Available on PC, PS4, Xbox, and Switch
This one was a blast to review. Inertial Drift, the newest release from Level 91 Entertainment, introduces a twin-stick control for drift racing that is innovative, challenging, and rewarding once mastered. While the left stick controls steering, the right stick gives you control of the rear of the vehicle, allowing you to initiate high speed drifts through a beautifully-designed collection of tracks set in a retro 90’s future. The tracks are narrow, the turns are tight, and the sensation of speed is evident from the first start line. The collection of retro, Borderlands-esque vehicles all handle differently, providing a lot of replay-ability as you work to master each vehicle.
The tutorial is a great introduction to the steering mechanics, and you quickly realize that the left stick only provides fine tune steering. To complete each race, you will need to rely heavily on drifting for almost every turn. Early in the game you are informed that all cars have been equipped with a Phase Shift Impact Prevention System, which will prevent you from colliding with other vehicles. This being a racing game, I thought that was strange. However, this impact prevention technology is a necessity. The courses are narrow and challenging, and eliminating the potential for crashes allows you to focus on your line. While other racing games provide an optimal race line with brake indicators, there is no such thing in Inertial Drift. It is up to you to find the best line for each vehicle.
The story mode introduces you to a cast of four characters/vehicles to choose from, and you follow your driver as he/she prepares for the upcoming Grand Prix. The gameplay is streamlined: you start at a location and complete a series of 3 races to unlock the next track, rinse and repeat. There are seven different race types:
· Practice lets you familiarize yourself with the track. This is always available before jumping into events.
· Race is your standard 1 vs. 1 race against an opponent.
· Time Attack puts you alone on the course against the clock.
· Ghost Battle will put you 1 vs. 1 against a ghost vehicle driving that character’s optimal line in a 3-lap race.
· Dual puts you head to head against a single opponent, the distance between you and your opponent fills the distance bar. Get far enough ahead, and you win.
· Endurance requires you to hit checkpoints before time runs out to add more time on the clock. Stay in the race for a certain amount of time to win.
· Style removes the necessity to finish first, and awards points based on your drifting abilities.
As you progress, challenges will become available where you can unlock additional vehicles. Once you complete the story mode,Grand Prix - a series of five race events to prove your mastery - is unlocked, as well as a harder difficulty mode called Xtra Crispy.
Unfortunately, story mode left me wanting more. There just isn’t much there. Completion took about 3-4 hours and didn’t include all of the game’s available racetracks. Several are only available in the other game modes. While each character has a slightly different narrative, there isn’t much character depth. Here is an example.
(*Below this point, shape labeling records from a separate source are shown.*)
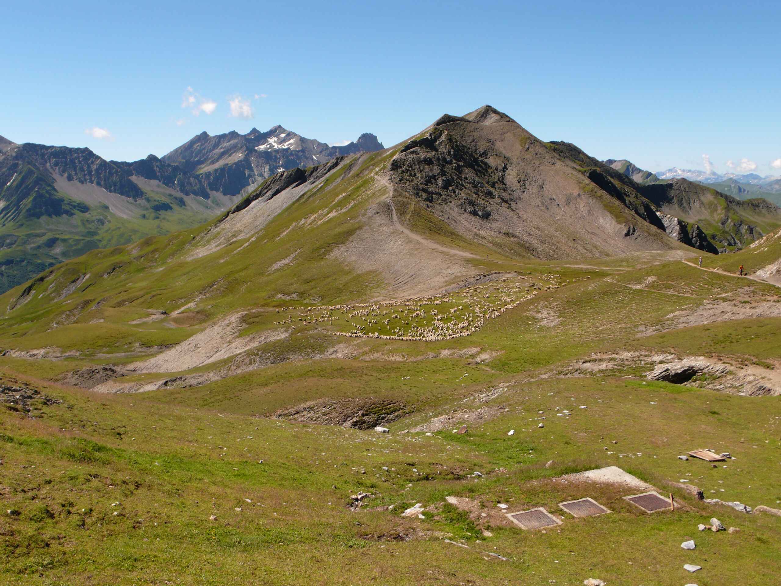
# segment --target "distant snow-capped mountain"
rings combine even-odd
[[[659,171],[656,173],[659,179],[688,179],[690,181],[700,181],[701,183],[720,183],[729,179],[733,179],[740,183],[749,184],[751,185],[765,185],[781,179],[779,177],[767,175],[762,177],[755,173],[747,173],[740,174],[736,173],[725,173],[723,175],[716,173],[712,169],[710,171],[701,171],[699,169],[679,169],[671,167],[666,171]]]
[[[715,183],[724,179],[722,175],[711,170],[701,171],[699,169],[679,169],[671,167],[666,171],[656,173],[659,179],[688,179],[690,181],[702,181],[703,183]]]

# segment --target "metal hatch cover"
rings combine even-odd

During my first playthrough I chose Edward as my driver, a character who isn’t really interested in racing, but just loves to drive. As I progressed through the story mode, I was waiting for a rival to appear. You know… someone that would talk a little trash and light a fire in Edward that would motivate him to win. But, to my surprise, every character was extremely supportive, motivating, and genuinely wanted each other to succeed. It was an almost annoyingly positive experience.
Aside from Story Mode and Grand Prix, the game offers a few other game modes.
· Challenge tasks you with completing objectives to unlock additional characters and vehicles.
· Arcade where you can create custom races and post your lap time to an online leaderboard.
· Splitscreen for local multiplayer.
· Online where you can play against others online.
There are a few aspects of the game that could be improved which became evident the more I played. During races, your opponent will often pop up on the screen and have little comments for you when you successfully navigate portions of the track. However, given the speed of the vehicle and the necessity to focus on upcoming turns, it was difficult at times to see what they were saying. Additionally, there is no mini map, so I found myself having to practice each track several times before I felt comfortable enough to start the next race. Not necessarily a bad thing, but I think I would have liked the ability to toggle a mini map on or off. Lastly, I was unable to ever find an opponent for an online match, which was a major letdown.
Final Grade: B+
This is a great arcade racing game that is worth adding to your collection. If you have played other popular racing games such as FORZA or Driveclub, you know that a huge focus is put on realism, requiring an almost singular devotion to that game to master the racing mechanics. To me, those games contain too much content. With huge open worlds and a cluttered map full of side quests and challenges, it is hard to know where to start. With Inertial Drift, all that bloat is removed, and you can truly focus on racing.
I’d recommend Inertial Drift to anyone who loves to pursue perfection. If you are driven in the pursuit of that perfect line and the lowest lap time, this is a game you will want to pick up. Hopefully there will be an Inertial Drift 2 that builds on the great foundation established here and expands on the disappointingly short story mode.